One of the things many mathematicians have trouble developing is what might be called "good taste" - a sense of what mathematics is genuinely interesting and can lead to further interesting developments. Some have so little taste that they declare that there is no such thing, and then claim the popularity of various research areas is driven purely by the entirely arbitrary decisions of famous mathematicians.
Good taste is important in research university level research for two reasons. First, if you are in an interesting research area, at some point all the problems you are working on will be solved or found intractable, and you will need to find new problems, and you will be doomed to obscurity if you pick bad problems. Second, at an R1, you are expected to have graduate students, and this means guiding them to good problems, at least good enough for them to write a dissertation. Hopefully, you will also help develop good taste in your students, which is easier if you have it yourself.

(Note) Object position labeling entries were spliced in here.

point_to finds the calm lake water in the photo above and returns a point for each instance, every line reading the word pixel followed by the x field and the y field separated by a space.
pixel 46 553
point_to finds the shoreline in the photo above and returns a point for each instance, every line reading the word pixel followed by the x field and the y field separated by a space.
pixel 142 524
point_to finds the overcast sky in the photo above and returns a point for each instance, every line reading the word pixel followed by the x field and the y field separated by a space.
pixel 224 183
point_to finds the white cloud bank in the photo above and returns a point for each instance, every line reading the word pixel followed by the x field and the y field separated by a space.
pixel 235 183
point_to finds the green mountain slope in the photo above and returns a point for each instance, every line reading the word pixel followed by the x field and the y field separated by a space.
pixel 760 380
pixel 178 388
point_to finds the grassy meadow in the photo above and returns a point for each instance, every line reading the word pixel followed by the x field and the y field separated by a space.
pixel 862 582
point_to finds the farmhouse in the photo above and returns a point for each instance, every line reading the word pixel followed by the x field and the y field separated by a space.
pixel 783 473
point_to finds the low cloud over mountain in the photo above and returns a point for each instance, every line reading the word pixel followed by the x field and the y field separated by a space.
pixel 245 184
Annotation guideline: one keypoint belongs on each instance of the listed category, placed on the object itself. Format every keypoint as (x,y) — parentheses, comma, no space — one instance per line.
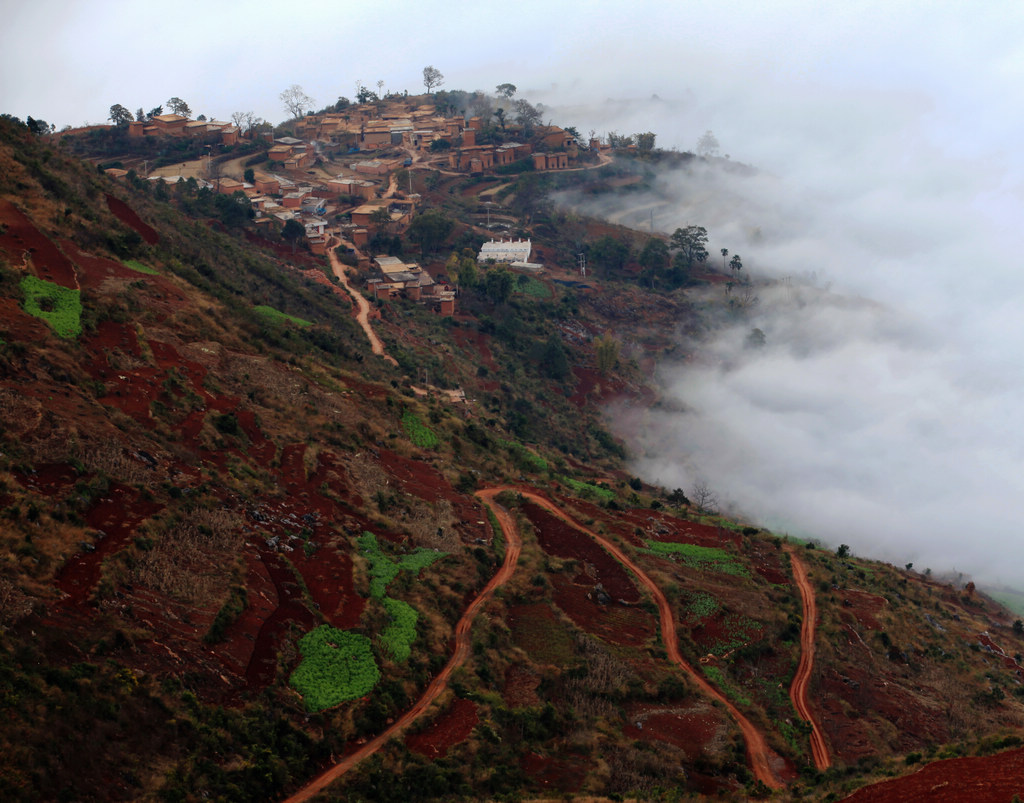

If you have good taste, it's hard to imagine that you will be working on something that's completely uninteresting to everyone in a large department, or something that's uninteresting to everyone in a collection of smaller departments (all of which presumably you'll want to apply to). (Matters could be different if you have some reasons, for example geographic ones, to want employment in a particular single small department.) You might not be working on anything that someone at the department is working on, but you'll be working on something that's interesting to someone. I might add that mathematics is more connected than one might think, and someone working in an apparently complete different area could be interested in your work because of some connection you don't know about. Keep in mind that departments rarely want to hire someone working on exactly the same topic that they already have someone working on, because you wouldn't be able to advise students the other person couldn't, and so on.
Now, it is very hard to evaluate good taste for someone at the point in their career where they are applying to tenure-track positions, and faculty are naturally likely to think their taste is good, so one can try to fake good taste by emulating the tastes of others. I suppose it's a strategy, but if you're willing to work on something you're not really interested in, why not go to industry and make more money?